# Web Scraping Advanced (oDCM)

In this tutorial, we'll expand on tools like BeautifulSoup, which is essential for static websites but has limitations with dynamic content. While BeautifulSoup remains useful, Selenium allows us to handle both static and dynamic sites by simulating user actions like scrolling, clicking, and logging in. It works within a browser window, making it a more intuitive complement to BeautifulSoup, rather than a replacement.

## Learning Objectives

Students will be able to:
- Emulate user interactions on a site
  - clicking,
  - scrolling,
  - filling forms.
- Save the retrieved data as JSON files.

--- 

<div class="alert alert-block alert-info"><b>Support Needed?</b> 
    For technical issues outside of scheduled classes, please check the <a href="https://odcm.hannesdatta.com/docs/course/support" target="_blank">support section</a> on the course website.
</div>


---
## 1. Selenium 

### 1.1 Let's recap: Why Selenium? 

In the Web Scraping 101 tutorial, we mainly used BeautifulSoup to turn HTML into a data structure that we could search and access using Python-like syntax. While it is easy to get started with this library, it has limitations when it comes to dynamic websites. That is, websites of which the content changes - even before actively refreshing it. Examples are TikTok (e.g., having an infinite scroll), or Twitch (e.g., the chat window dynamically updating).

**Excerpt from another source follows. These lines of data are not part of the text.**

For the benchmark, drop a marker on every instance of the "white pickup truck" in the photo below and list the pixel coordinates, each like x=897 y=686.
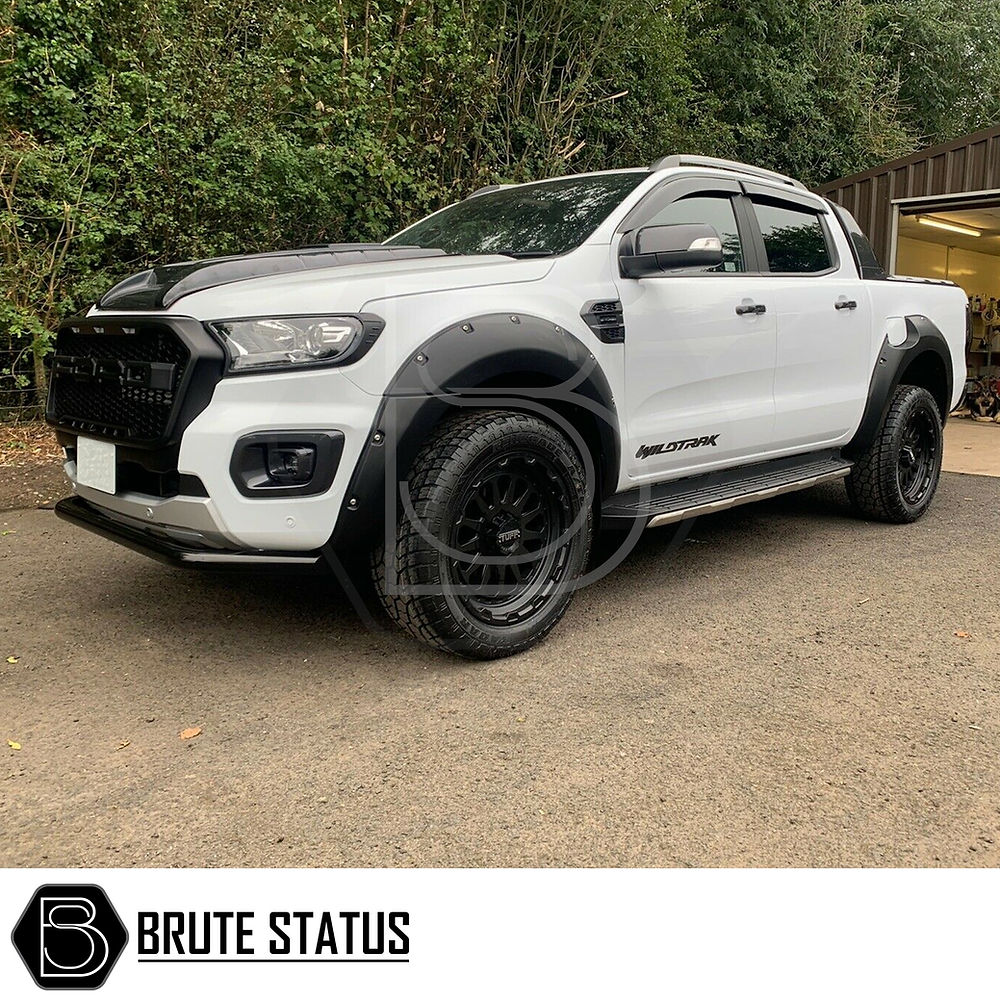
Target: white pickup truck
x=470 y=400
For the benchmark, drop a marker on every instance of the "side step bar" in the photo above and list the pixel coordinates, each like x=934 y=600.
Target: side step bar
x=666 y=503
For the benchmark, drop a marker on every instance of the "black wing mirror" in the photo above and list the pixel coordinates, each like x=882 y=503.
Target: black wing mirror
x=658 y=249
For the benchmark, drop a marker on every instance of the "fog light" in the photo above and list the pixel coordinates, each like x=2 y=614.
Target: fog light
x=286 y=463
x=289 y=464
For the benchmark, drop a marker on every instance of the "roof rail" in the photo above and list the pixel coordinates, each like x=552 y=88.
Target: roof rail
x=487 y=190
x=711 y=161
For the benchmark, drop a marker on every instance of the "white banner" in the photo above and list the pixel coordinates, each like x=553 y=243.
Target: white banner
x=499 y=933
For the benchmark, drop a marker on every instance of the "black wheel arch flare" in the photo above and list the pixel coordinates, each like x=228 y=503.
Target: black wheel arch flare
x=498 y=359
x=925 y=352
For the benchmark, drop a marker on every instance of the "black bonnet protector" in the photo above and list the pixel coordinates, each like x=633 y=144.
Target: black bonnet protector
x=160 y=287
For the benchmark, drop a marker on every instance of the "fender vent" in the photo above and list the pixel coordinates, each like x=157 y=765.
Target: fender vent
x=606 y=319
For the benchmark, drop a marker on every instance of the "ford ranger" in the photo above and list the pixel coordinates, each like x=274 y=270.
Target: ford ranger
x=468 y=402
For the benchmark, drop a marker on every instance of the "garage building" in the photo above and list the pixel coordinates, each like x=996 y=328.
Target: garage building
x=936 y=214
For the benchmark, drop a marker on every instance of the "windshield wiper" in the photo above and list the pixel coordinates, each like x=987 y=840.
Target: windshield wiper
x=521 y=254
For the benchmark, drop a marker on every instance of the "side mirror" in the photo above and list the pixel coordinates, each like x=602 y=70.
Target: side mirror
x=658 y=249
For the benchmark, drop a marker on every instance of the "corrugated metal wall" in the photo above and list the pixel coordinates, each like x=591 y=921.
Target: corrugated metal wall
x=968 y=164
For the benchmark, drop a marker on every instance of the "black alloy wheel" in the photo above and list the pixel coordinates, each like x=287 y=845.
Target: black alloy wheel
x=918 y=451
x=483 y=562
x=511 y=521
x=896 y=477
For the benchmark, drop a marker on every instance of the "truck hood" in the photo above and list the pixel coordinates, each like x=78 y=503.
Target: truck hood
x=339 y=277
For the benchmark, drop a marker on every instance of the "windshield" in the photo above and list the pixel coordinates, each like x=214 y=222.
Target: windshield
x=528 y=220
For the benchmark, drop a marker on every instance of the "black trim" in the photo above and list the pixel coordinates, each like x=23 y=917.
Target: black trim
x=778 y=199
x=678 y=496
x=865 y=259
x=248 y=465
x=674 y=189
x=922 y=338
x=161 y=287
x=371 y=328
x=84 y=515
x=192 y=391
x=606 y=318
x=465 y=366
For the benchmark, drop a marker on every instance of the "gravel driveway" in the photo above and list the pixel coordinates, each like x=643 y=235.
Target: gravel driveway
x=786 y=688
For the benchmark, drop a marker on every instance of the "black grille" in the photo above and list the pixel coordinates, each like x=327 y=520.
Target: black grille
x=119 y=382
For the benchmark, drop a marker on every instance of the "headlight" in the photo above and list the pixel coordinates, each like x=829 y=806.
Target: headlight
x=290 y=341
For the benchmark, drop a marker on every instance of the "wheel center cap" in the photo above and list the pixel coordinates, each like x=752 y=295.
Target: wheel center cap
x=508 y=539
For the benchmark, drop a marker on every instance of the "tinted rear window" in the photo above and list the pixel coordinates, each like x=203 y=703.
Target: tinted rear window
x=794 y=239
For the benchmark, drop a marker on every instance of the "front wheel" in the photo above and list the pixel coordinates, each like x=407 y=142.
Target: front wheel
x=896 y=478
x=483 y=561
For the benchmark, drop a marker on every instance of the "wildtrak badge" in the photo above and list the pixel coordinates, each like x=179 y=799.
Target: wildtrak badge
x=646 y=450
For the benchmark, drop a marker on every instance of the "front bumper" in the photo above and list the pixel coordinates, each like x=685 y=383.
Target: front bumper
x=181 y=485
x=171 y=546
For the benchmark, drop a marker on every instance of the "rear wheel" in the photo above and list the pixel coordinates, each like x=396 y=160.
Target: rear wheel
x=484 y=562
x=895 y=480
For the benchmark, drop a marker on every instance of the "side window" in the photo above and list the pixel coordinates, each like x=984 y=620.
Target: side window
x=713 y=210
x=794 y=239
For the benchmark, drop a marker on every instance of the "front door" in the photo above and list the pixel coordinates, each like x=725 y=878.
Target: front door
x=700 y=350
x=824 y=321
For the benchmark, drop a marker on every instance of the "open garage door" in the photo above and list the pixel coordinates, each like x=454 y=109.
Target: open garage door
x=959 y=239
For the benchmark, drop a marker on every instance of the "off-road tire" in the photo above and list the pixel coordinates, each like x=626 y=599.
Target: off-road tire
x=874 y=486
x=421 y=584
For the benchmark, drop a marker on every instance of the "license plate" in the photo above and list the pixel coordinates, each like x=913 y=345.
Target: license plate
x=95 y=464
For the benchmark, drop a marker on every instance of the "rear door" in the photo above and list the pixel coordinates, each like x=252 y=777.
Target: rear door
x=823 y=318
x=699 y=359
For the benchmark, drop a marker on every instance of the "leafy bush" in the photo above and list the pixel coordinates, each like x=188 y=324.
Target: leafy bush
x=135 y=132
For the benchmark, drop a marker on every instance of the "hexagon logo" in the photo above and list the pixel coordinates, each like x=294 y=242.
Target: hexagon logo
x=69 y=937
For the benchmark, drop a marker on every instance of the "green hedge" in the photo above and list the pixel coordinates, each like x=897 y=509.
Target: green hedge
x=140 y=132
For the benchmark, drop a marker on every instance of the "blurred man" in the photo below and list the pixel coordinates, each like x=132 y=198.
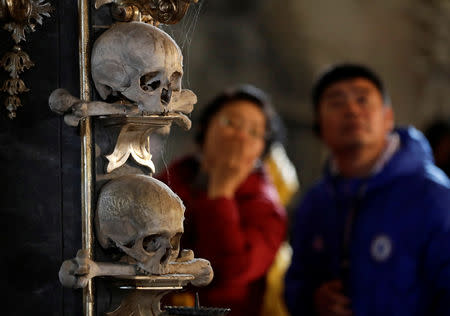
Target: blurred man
x=373 y=236
x=438 y=134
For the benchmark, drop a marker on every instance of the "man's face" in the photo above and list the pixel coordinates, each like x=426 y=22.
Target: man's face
x=352 y=115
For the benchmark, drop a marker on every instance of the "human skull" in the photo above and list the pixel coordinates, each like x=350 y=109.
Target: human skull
x=144 y=218
x=141 y=62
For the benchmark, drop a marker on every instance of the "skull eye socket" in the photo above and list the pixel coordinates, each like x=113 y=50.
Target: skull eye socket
x=152 y=243
x=148 y=82
x=174 y=80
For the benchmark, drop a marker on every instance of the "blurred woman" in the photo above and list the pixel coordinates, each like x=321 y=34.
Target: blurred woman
x=233 y=214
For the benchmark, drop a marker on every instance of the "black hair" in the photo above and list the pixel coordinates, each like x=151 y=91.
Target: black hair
x=436 y=131
x=274 y=127
x=340 y=72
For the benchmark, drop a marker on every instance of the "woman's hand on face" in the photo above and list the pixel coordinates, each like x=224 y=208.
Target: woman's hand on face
x=227 y=169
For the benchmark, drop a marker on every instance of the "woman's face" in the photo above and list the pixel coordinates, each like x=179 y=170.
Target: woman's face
x=237 y=131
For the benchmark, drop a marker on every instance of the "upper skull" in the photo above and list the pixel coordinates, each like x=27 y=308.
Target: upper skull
x=141 y=62
x=144 y=218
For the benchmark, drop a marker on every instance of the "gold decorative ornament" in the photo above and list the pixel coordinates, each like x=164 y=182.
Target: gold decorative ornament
x=21 y=17
x=149 y=11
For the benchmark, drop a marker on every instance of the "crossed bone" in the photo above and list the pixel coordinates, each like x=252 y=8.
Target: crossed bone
x=73 y=109
x=77 y=272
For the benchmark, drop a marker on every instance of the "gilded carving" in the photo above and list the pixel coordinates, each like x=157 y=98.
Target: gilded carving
x=21 y=17
x=159 y=11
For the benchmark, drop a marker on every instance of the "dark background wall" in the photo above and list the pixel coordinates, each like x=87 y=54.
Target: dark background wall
x=276 y=45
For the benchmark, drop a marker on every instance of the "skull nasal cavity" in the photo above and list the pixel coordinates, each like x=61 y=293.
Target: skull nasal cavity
x=165 y=96
x=148 y=82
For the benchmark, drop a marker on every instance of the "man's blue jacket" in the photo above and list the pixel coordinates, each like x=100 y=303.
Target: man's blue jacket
x=399 y=244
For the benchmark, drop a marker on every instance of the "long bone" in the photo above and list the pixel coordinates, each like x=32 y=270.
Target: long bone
x=76 y=273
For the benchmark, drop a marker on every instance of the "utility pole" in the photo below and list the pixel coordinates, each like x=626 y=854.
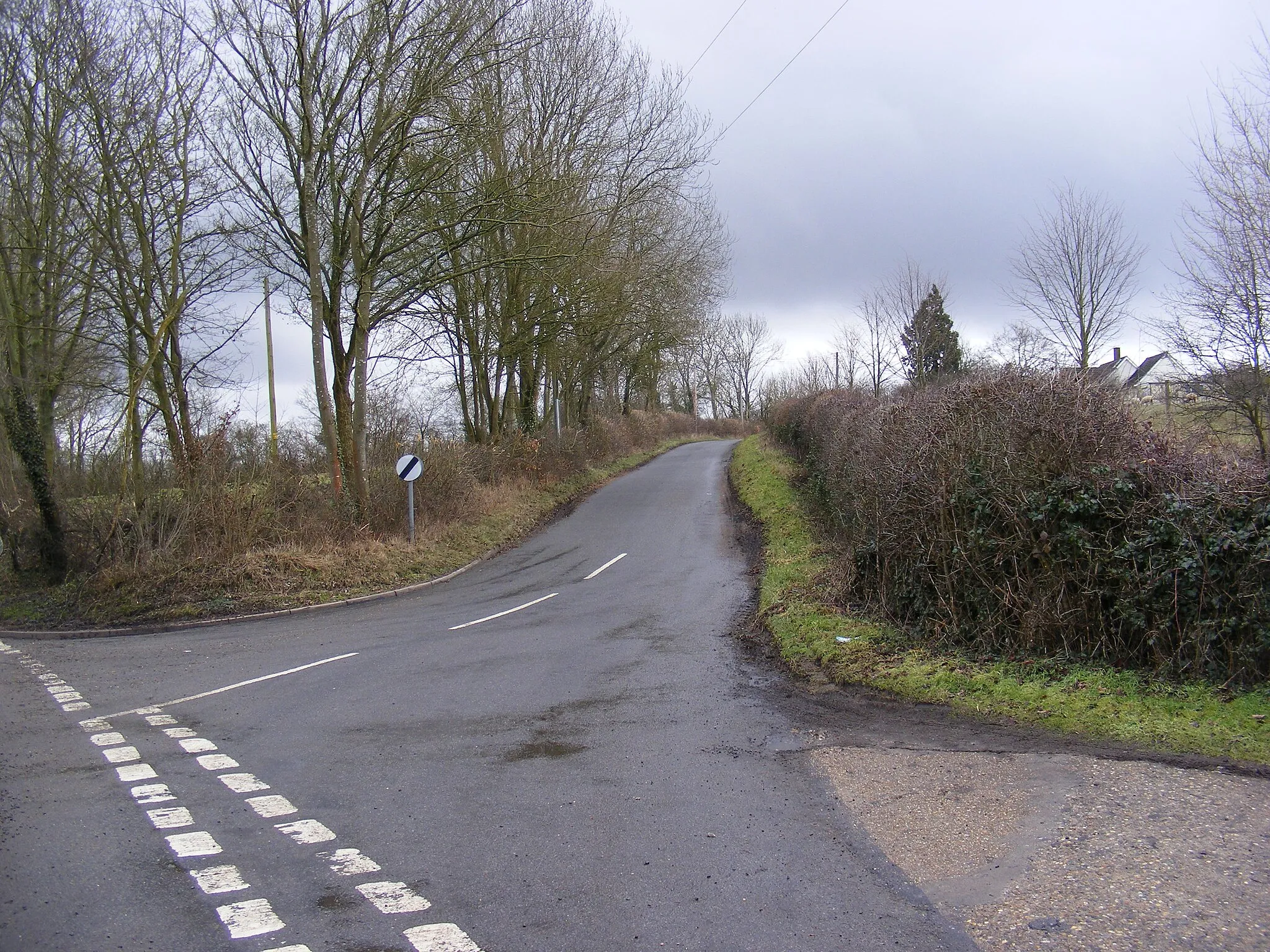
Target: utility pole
x=269 y=355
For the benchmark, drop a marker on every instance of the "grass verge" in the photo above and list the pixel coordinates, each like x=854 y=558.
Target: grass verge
x=1083 y=699
x=290 y=576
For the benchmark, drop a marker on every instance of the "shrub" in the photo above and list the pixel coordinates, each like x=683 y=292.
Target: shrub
x=1034 y=513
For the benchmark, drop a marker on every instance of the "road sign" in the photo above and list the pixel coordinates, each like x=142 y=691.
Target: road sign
x=409 y=467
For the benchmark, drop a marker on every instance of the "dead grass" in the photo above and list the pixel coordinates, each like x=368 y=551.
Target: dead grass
x=293 y=574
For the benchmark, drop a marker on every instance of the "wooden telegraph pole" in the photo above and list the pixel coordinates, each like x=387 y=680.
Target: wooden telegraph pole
x=269 y=355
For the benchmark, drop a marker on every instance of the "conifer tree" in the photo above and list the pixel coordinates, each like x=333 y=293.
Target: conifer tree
x=931 y=347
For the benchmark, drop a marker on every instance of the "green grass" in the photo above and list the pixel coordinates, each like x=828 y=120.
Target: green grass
x=1090 y=700
x=290 y=576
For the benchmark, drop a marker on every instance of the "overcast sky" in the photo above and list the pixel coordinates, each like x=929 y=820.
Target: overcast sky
x=928 y=128
x=935 y=128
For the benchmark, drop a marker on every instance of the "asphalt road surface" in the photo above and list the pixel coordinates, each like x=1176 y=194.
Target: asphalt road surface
x=601 y=770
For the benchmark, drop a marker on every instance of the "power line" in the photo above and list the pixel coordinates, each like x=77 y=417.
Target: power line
x=716 y=40
x=832 y=15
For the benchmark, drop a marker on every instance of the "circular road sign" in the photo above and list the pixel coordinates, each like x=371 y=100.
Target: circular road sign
x=409 y=467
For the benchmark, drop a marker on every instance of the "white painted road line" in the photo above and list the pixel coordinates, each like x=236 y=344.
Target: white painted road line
x=216 y=762
x=305 y=832
x=133 y=774
x=220 y=879
x=393 y=897
x=242 y=782
x=271 y=805
x=441 y=937
x=171 y=818
x=611 y=562
x=154 y=708
x=253 y=917
x=499 y=615
x=193 y=844
x=153 y=794
x=350 y=862
x=121 y=756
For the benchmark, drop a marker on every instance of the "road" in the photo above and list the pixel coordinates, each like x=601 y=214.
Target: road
x=603 y=769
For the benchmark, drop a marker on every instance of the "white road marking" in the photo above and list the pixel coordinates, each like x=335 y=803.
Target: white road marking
x=156 y=708
x=350 y=862
x=441 y=937
x=220 y=879
x=253 y=917
x=216 y=762
x=153 y=794
x=193 y=844
x=136 y=772
x=171 y=818
x=499 y=615
x=243 y=782
x=393 y=897
x=611 y=562
x=271 y=805
x=305 y=832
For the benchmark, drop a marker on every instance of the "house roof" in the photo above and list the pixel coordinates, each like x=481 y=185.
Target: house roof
x=1145 y=368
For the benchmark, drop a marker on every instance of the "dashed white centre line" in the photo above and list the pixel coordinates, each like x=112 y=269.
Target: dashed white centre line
x=121 y=756
x=305 y=832
x=171 y=818
x=220 y=879
x=393 y=897
x=441 y=937
x=242 y=782
x=193 y=844
x=271 y=805
x=153 y=794
x=253 y=917
x=499 y=615
x=136 y=772
x=611 y=562
x=156 y=708
x=350 y=862
x=216 y=762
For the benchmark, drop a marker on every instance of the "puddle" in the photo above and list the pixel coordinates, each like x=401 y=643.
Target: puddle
x=541 y=748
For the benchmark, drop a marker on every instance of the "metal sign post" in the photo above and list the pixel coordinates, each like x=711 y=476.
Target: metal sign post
x=409 y=467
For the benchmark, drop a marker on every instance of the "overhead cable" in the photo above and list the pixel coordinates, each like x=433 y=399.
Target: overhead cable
x=832 y=15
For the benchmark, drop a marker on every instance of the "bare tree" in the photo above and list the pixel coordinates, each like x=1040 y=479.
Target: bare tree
x=50 y=245
x=1076 y=272
x=748 y=351
x=1220 y=311
x=1026 y=347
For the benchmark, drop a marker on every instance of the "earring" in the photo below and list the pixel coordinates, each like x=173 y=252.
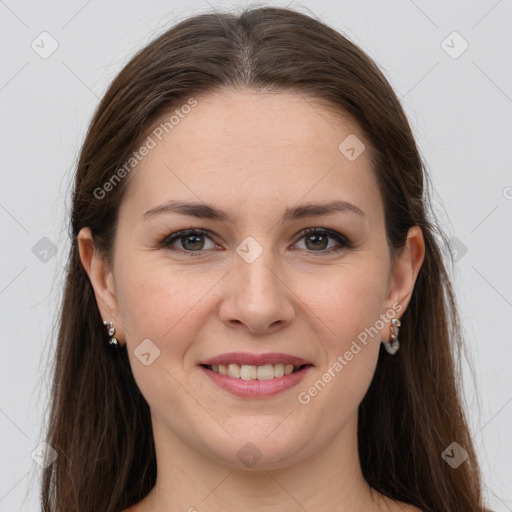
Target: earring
x=112 y=340
x=393 y=345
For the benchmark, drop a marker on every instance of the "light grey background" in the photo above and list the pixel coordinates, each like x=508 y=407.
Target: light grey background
x=460 y=110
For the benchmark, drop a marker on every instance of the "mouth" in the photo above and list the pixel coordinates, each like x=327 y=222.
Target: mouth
x=255 y=372
x=255 y=376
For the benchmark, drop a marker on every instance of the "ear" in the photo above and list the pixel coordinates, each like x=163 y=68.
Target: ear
x=404 y=274
x=102 y=280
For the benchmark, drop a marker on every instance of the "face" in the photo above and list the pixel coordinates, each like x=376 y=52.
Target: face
x=251 y=286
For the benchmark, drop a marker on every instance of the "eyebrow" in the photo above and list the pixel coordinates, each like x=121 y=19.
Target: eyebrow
x=205 y=211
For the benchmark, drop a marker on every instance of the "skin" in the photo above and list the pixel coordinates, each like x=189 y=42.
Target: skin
x=254 y=154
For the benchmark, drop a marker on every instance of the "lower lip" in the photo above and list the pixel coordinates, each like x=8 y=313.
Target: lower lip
x=256 y=388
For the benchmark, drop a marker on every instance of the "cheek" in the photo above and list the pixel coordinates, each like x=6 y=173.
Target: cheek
x=345 y=301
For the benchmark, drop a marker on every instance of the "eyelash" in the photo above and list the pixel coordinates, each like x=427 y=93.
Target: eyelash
x=343 y=241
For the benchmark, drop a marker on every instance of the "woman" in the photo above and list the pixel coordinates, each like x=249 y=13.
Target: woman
x=257 y=314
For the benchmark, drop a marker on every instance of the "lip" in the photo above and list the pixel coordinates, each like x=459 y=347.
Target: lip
x=256 y=388
x=256 y=359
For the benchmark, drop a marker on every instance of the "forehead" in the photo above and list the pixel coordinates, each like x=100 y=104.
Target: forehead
x=247 y=149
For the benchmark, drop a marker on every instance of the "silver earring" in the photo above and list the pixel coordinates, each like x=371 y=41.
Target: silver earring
x=393 y=345
x=112 y=340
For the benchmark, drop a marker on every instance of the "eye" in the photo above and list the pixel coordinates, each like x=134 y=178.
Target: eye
x=188 y=240
x=192 y=241
x=317 y=240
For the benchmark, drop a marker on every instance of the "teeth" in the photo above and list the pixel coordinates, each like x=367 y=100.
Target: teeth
x=252 y=372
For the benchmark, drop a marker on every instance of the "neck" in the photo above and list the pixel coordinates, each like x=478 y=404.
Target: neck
x=330 y=479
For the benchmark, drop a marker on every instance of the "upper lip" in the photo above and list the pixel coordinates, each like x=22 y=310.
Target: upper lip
x=255 y=359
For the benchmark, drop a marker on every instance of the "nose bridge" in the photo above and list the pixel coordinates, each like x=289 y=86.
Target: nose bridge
x=258 y=295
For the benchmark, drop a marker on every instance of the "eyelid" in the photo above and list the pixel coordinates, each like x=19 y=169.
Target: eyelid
x=342 y=240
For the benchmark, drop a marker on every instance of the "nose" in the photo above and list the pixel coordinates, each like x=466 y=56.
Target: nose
x=258 y=297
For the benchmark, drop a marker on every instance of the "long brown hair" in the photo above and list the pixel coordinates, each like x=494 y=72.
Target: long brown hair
x=99 y=423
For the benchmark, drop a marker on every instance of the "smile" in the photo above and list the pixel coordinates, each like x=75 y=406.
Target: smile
x=253 y=372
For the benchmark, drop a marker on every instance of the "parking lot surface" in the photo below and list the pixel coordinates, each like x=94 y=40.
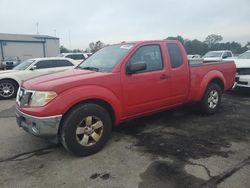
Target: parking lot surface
x=176 y=148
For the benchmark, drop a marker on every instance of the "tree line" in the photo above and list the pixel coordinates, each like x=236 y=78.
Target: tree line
x=212 y=42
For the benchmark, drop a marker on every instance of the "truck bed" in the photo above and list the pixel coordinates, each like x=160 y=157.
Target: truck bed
x=200 y=70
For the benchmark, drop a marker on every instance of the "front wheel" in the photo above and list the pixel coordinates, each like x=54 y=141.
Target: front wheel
x=86 y=129
x=211 y=99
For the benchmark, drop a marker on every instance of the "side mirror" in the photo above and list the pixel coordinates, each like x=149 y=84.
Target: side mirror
x=33 y=67
x=135 y=67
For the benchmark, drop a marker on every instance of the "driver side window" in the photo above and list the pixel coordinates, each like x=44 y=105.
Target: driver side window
x=149 y=54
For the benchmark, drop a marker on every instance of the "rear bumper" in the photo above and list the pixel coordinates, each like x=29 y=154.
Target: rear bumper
x=242 y=81
x=46 y=127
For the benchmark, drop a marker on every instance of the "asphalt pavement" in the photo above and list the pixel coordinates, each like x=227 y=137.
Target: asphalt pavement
x=176 y=148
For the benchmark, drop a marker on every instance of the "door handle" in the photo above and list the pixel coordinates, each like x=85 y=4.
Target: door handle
x=163 y=77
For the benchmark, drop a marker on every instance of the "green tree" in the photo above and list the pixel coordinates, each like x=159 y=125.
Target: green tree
x=178 y=37
x=95 y=46
x=213 y=39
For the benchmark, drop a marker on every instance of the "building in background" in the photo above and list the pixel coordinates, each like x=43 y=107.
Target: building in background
x=28 y=46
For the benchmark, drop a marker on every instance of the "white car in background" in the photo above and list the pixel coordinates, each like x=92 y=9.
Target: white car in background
x=11 y=79
x=76 y=56
x=243 y=70
x=217 y=55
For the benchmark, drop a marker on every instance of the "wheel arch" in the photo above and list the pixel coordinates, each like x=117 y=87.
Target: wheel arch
x=211 y=77
x=96 y=101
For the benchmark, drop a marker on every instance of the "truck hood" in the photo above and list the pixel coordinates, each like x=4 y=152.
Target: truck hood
x=63 y=80
x=242 y=63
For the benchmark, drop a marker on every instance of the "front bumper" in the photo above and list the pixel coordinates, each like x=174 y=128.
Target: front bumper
x=46 y=127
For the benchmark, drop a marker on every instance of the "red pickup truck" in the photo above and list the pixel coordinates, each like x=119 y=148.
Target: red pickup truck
x=119 y=82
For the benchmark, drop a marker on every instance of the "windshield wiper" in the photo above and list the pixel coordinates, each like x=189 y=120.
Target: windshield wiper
x=89 y=68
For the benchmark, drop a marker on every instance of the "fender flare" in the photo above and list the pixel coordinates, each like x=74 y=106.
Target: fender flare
x=91 y=92
x=208 y=78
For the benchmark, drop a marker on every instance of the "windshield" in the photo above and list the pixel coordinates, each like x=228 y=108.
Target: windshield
x=213 y=54
x=24 y=65
x=245 y=55
x=105 y=59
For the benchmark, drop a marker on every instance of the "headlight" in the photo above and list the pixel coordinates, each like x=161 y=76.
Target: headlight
x=41 y=98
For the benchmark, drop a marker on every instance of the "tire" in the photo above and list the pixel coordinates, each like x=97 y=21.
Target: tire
x=211 y=99
x=79 y=131
x=8 y=89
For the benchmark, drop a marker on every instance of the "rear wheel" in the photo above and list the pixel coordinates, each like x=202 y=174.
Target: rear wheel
x=86 y=129
x=8 y=89
x=211 y=99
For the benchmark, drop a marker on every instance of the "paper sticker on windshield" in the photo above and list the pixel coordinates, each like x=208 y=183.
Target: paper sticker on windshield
x=126 y=46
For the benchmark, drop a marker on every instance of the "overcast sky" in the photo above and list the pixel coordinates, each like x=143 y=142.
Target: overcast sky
x=112 y=21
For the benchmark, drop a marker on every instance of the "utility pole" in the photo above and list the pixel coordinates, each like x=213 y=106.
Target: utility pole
x=37 y=25
x=69 y=41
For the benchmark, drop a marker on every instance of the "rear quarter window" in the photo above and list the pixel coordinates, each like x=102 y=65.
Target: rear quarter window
x=175 y=55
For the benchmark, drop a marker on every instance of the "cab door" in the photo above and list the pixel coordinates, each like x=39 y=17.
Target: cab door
x=146 y=90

Selenium can handle both static and dynamic websites and mimic user behavior (e.g., scrolling, clicking, logging in). It launches another web browser window in which all actions are visible which makes it feel more intuitive. 

### 1.2 Installing Selenium

<div class="alert alert-block alert-warning"><b>Installing Selenium and Chromedriver</b> 

To install Selenium and Chromedriver locally, please follow the <a href="https://tilburgsciencehub.com/configure/python-for-scraping/?utm_campaign=referral-short">Tutorial on Tilburg Science Hub</a>.
    
You can also use the code snippet below to automate the installation. Running this snippet takes a little longer each time, but the benefit is that it almost always works!
</div>



In [None]:
# Installing necessary packages
!pip3 install webdriver_manager
!pip3 install selenium

# Importing required libraries
from selenium import webdriver
from selenium.webdriver.chrome.service import Service
from webdriver_manager.chrome import ChromeDriverManager

# Setting up Chrome WebDriver with WebDriver Manager using Service
service = Service(ChromeDriverManager().install())
driver = webdriver.Chrome(service=service)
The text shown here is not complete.